Sul piano professionale, il principio posto dalla Cassazione, limitando l’interlocuzione con il solo lavoratore, può appannare la curiosità del non curante per l’indagine diagnostica e il desiderio di prestare il proprio contributo. Curiosità e desiderio che invece vanno sempre e comunque alimentati, in qualunque campo dello scibile umano, come mirabilmente reso nell’immagine confuciana “Lo studio è come un mare senza rive“. In questo campo non alimentare curiosità e desiderio può addirittura favorire il lassismo professionale, quello mascherato dalla nota espressione “Non è di mia competenza”. Andrebbe invece promosso il ruolo del medico competente, altrimenti confinato alla valutazione di quei reperti che riguardano il giudizio sull’idoneità alla mansione specifica del lavoratore.
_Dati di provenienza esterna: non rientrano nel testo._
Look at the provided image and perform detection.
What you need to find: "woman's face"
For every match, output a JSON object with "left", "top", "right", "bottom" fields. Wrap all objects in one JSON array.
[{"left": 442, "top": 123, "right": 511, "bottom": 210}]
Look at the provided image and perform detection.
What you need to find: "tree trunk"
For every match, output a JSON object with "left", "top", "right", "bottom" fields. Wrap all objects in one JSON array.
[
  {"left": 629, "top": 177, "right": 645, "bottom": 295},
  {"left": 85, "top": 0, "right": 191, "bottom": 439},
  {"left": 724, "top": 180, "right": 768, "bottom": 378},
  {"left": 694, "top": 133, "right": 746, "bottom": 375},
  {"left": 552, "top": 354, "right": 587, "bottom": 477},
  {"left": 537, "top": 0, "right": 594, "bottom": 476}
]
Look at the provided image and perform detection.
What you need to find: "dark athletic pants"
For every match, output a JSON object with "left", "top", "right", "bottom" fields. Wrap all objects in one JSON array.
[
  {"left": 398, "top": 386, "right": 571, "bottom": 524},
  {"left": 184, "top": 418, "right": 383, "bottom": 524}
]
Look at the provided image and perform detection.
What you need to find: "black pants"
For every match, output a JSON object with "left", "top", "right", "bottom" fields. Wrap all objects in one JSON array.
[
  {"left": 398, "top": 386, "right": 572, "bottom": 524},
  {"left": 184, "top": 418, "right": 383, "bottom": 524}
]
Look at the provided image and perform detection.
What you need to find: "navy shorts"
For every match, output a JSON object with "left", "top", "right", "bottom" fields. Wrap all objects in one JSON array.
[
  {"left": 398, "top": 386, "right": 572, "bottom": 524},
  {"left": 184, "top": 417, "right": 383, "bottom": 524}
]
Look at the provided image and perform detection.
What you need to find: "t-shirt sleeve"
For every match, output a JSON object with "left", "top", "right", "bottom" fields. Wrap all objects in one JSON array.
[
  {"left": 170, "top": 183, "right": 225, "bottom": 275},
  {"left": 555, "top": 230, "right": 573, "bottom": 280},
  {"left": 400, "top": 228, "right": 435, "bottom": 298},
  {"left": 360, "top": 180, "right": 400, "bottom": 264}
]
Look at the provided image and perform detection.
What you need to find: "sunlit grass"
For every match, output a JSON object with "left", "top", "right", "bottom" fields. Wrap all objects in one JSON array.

E per il non curante diverso dal medico competente? Si può ipotizzare anche per lui l’obbligo d’interlocuzione con il curante alla scoperta di un reperto occasionale?

La risposta dovrebbe essere positiva, alla luce del noto principio giurisprudenziale sull’assunzione della posizione di garanzia, per il quale l’instaurazione della relazione terapeutica tra medico e paziente è la fonte della posizione di garanzia che il primo assume nei confronti del secondo e da cui deriva l’obbligo di agire a tutela della salute e della vita[3]. Da questo generale obbligo di agire per il non curante non si vede come possa essere amputata l’interlocuzione con il curante, perché è indubbiamente tesa alla tutela della salute e della vita, essendo strumentale a diagnosi e terapia.

Ogni non curante è un compagno di squadra. È una squadra composta da paziente e medici, curanti e non curanti, contro la malattia, anche solo ipotizzata. E ci si aspetta che ogni compagno svolga il suo ruolo dando il massimo, perché la posta in gioco è la nostra salute, la nostra vita.

 

 

[1] Sul tema medico competente nei luoghi di lavoro v. da ultimo, R. Blaiotta, Diritto penale e sicurezza del lavoro, Giappichelli, 2020, 60 ss.

[2] Cass. Sez. III, 1856/2013, Favilli, est. Ramacci; Cass., Sez. III, 38402/2018, Baldeschi, est. Cerroni.

[3] Ex plurimis, fra le più eloquenti: Sez. IV, 46830/11, Zheng Li, est. Romis.